Well, no that isn’t my perspective at all.
My perspective is that God isn’t the kind of thing to merely have a “perspective” in any sense that is analogous to our “perspectives.”
If Christ (God) is the light that enlightens all men, then any perspective that we might possibly have is ultimately founded and underwritten by God. In other words, we “see” through and by God. He is the pure Ground of Being that makes “perspective” a possibility at all.
There are no independent “perspectives,” there are merely distortions on seeing properly, on seeing correctly, blindnesses of some kind or other. It is these blindnesses we euphemistically call “perspectives.”
If God’s ultimate goal is for us to see things properly “in him and through him,” then his endeavor is more like correcting our vision, not giving us a “different perspective,” but eyes to see. We are innately seeing FROM the right place, the correct perspective as it were, it is just that we are constantly trying to see things from other perspectives (blind spots) which simply blur our vision and avoids how we supposed to see in the first place: to see rightly from a genuine, uncontaminated place at the centre of Being Itself.
Evil is the existential unmooring of beings from Being Itself, from Light Itself, from Truth Itself.
The problem of evil for God isn’t a heuristic one, it is an existential one – regrounding each of us so that we see with and through “the mind of Christ.”
Morally speaking, God isn’t engrossed in the problem of child abuse, per se. That is merely symptomatic of a much larger problem. It isn’t what child abusers do that is the fundamental issue, it is what they are, what they have made themselves.

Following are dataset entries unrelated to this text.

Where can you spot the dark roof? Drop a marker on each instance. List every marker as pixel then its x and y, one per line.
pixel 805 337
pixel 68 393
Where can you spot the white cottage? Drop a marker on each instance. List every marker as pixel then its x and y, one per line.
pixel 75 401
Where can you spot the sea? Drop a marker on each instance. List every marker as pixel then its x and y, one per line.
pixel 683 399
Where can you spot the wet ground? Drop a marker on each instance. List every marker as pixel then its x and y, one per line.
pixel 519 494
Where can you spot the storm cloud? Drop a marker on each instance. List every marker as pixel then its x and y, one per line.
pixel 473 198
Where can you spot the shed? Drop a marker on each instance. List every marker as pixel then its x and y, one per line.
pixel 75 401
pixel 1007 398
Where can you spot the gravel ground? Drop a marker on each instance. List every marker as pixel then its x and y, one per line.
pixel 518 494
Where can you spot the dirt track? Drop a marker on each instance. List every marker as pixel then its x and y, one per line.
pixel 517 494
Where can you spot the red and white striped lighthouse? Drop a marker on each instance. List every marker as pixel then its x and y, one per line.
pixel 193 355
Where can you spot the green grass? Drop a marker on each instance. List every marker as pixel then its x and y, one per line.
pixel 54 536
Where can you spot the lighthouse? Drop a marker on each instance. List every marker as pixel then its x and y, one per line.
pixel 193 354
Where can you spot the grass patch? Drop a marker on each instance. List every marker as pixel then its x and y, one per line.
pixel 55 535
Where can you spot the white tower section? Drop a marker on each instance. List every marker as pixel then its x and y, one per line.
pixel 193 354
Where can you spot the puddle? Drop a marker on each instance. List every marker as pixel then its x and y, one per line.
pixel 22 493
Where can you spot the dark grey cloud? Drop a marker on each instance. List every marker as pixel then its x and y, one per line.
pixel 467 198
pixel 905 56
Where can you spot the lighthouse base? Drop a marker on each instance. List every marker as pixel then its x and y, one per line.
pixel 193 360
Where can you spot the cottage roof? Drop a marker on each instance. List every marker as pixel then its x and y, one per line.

God, then, must work with each individual to remake or reground them in himself. That isn’t done merely by stopping or outlawing symptomatic behaviour. The symptomatic behaviour is only that - symptomatic – it tells us that something more fundamental is wrong. But what needs to be fixed is not addressed by masking symptoms, by stopping particular actions or behaviours. The symptoms need to be revealed so that the real problem is made obvious.
God doesn’t fix people by stopping sinful behaviour, he heals by changing the fundamental ground upon which they exist, from which they see, their “perspective” – from one of being unhinged to one of being grounded in Ultimate Reality, Himself.
If we take the human approach to medicine – relief of pain or stopping the annoying symptoms of unwellness, then we might say God is a good doctor in that he wants to see and show us all of the symptoms that ail us so that we might become concerned about the real disease that afflicts us.
He isn’t about hiding the “evils” behind a facade of “good,” he wants to cure the evil at its very source, that upon which we ground our own, and necessarily false and distorted, “perspectives.”